The global asset management industry had a pretty good 2013, with record assets under management and profits soaring 17 percent over 2012, a new Boston Consulting Group report shows. But the bright results perhaps belie the fact that since 2007, asset managers have seen a systemic decline in revenue margin, while costs inch higher.  

“The asset management industry has not yet internalized or believed that there is a systemic decline in revenue realization or revenue margin in this industry,” said Gary Shub, partner at Boston Consulting Group and lead author of the Global Asset Management 2014 report. “We don’t anticipate or see net revenues returning to the levels that we saw prior to the financial crisis. So as a result, going forward the rate of cost growth in the industry is going to have to respond.”

Net revenues declined to 29.4 basis points in 2013, compared to 34.3 in 2007 and 29.2 in 2012, the BCG report found. Costs were at 17.9 basis points in 2013, down from 20.2 in 2007 and 18.5 in 2012. In dollar terms, net revenues have only grown 2 percent since 2007, while costs were up 6 percent.

“This means that costs have been managed well relative to the size of asset growth, but asset managers haven’t managed costs well in terms of revenue growth,” Shub added.

Managers have been containing costs in the areas of sales and marketing as well as in overhead and corporate functions, said Achim Schwetlick, partner and core member of the insurance practice at BCG.

In addition, the global profit pool remains 7 percent below its pre-crisis high, driven by the continued market shift away from actively managed core assets to passive products as well as the growth in fixed income assets. The slow revenue growth is also attributed to increased pricing pressure in certain product categories. Fees of passive equity products, for example, were down 23 percent from 2012; money market fees declined 20 percent; and alternatives fees fell 11 percent over that time period. (Yet, high fees of alternative funds are still a sticking point for advisors, a recent Morningstar study shows.)

But managers were riding high on the strong equity markets of 2013, with global AUM hitting a record $68.7 trillion, up 13 percent from 2012. Profits grew 17 percent from 2012 to $93 billion. Net flows were 1.6 percent of prior-year AUM, up from 1.2 percent in 2012, driven mostly by investors’ increased interest in the equity markets and the resilience of institutional investors, BCG said.

Net flows were limited in the U.S., where net flows represented 1 percent of prior-year AUM. North American assets grew 16 percent from 2012 to $34 trillion.

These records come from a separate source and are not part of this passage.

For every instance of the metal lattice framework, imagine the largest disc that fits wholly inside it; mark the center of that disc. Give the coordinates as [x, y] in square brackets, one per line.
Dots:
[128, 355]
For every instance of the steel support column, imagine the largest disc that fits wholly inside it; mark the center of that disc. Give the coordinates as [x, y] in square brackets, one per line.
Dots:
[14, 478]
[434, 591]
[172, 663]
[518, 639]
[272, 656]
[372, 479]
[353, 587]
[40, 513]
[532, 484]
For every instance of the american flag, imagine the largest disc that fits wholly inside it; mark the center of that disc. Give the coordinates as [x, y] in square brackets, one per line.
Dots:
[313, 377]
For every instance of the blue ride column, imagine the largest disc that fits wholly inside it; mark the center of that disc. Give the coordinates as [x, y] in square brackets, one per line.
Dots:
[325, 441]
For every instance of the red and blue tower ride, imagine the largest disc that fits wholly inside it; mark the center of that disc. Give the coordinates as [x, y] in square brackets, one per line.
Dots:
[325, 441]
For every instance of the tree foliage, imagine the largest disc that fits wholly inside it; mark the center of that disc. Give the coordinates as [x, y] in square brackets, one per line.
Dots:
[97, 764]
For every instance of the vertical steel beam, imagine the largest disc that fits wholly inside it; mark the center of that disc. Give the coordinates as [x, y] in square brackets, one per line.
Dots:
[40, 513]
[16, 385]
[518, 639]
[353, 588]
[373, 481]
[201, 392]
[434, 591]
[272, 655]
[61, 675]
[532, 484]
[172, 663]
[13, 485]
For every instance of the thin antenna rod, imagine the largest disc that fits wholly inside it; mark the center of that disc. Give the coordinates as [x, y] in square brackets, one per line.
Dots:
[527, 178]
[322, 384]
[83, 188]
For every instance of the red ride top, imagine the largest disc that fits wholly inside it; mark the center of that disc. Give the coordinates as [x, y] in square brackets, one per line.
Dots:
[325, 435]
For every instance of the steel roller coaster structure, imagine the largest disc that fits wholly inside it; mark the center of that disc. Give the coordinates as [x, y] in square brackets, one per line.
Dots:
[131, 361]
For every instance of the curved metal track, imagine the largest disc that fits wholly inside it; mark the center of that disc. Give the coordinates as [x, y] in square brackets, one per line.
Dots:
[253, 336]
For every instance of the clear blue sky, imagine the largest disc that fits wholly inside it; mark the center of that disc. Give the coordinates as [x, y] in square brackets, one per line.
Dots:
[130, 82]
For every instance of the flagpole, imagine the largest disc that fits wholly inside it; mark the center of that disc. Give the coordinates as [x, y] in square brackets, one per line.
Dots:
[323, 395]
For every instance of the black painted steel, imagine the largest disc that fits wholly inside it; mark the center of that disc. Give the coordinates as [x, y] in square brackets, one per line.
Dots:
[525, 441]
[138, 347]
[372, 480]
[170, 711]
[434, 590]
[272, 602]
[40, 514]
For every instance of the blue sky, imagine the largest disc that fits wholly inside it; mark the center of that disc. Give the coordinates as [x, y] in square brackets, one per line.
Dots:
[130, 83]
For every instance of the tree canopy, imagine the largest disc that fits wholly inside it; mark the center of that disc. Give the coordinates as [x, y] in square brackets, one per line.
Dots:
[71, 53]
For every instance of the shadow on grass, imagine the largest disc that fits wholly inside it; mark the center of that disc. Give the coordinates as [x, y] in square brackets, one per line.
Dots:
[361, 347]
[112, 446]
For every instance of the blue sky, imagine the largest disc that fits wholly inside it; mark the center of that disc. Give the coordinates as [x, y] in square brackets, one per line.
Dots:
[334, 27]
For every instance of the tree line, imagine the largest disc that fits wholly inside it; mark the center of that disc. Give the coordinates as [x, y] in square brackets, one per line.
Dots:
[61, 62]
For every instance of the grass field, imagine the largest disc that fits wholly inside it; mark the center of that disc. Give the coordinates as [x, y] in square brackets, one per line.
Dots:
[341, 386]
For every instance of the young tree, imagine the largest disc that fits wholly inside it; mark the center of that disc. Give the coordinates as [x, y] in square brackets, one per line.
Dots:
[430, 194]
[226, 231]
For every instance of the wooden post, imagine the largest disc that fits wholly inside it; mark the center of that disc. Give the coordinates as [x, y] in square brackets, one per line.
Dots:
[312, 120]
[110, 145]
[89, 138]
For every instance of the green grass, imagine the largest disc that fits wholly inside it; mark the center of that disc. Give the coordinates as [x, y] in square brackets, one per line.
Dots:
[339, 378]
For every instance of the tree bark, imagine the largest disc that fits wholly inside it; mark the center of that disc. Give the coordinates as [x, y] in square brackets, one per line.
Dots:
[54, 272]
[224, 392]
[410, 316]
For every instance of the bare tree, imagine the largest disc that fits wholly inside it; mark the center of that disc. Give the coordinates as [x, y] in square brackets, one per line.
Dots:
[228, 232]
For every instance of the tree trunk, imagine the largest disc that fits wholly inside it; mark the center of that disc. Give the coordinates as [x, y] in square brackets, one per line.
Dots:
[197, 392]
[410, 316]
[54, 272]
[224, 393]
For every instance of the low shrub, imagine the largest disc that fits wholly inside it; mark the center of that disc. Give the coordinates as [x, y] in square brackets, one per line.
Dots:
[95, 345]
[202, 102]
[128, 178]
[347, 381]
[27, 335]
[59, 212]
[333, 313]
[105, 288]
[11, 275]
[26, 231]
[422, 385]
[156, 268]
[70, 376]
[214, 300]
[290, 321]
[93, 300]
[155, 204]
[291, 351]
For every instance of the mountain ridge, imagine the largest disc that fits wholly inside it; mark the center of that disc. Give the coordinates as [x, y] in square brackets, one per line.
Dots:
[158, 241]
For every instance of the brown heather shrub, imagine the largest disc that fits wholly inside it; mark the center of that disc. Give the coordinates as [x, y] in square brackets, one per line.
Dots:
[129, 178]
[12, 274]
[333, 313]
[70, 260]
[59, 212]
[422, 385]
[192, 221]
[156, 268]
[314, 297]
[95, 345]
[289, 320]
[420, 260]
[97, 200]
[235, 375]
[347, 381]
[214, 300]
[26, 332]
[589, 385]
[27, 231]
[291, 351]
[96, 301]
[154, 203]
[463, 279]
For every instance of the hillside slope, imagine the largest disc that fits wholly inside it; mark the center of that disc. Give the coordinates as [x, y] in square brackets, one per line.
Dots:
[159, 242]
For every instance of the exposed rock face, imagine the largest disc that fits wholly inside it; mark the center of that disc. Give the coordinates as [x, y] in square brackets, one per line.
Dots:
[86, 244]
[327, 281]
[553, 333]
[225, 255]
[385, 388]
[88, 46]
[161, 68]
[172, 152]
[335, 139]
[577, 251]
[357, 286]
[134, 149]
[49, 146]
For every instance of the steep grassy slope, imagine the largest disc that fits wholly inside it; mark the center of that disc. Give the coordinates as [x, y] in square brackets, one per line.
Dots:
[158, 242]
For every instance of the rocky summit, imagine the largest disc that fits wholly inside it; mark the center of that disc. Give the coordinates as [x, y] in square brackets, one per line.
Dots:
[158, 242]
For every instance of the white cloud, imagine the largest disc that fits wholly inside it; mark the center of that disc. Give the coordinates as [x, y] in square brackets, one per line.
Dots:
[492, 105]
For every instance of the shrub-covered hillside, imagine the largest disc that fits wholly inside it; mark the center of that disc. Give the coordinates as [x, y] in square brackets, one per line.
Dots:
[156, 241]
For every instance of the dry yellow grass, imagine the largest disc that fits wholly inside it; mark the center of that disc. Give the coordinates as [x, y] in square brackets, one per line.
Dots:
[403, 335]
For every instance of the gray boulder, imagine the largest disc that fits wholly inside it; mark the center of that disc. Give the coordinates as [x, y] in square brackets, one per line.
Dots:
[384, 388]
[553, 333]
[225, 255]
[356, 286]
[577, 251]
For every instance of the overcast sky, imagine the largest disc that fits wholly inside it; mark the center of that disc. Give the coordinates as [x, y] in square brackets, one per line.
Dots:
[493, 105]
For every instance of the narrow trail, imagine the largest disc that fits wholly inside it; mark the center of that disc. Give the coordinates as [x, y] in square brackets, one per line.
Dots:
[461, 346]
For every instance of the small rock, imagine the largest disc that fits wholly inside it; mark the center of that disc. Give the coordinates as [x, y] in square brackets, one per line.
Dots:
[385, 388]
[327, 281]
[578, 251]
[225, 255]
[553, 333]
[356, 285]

“Growth will continue to be a challenge and become even more challenging for asset managers than it’s been in the past,” Shub said. “Asset managers can’t be complacent about growth, and asset managers can’t continue to rely on the bull markets to indefinitely help them drive growth. More importantly, asset managers are going to have to get their operating models right.”

Managers need to rethink the way they approach advisors and which advisor segments they go after, Shub added. For example, the needs of an RIA are different from those of a wirehouse advisor. RIAs want to see a higher level of value-added service from asset managers, so managers need to think about what kind of additional service they can bring to those advisors.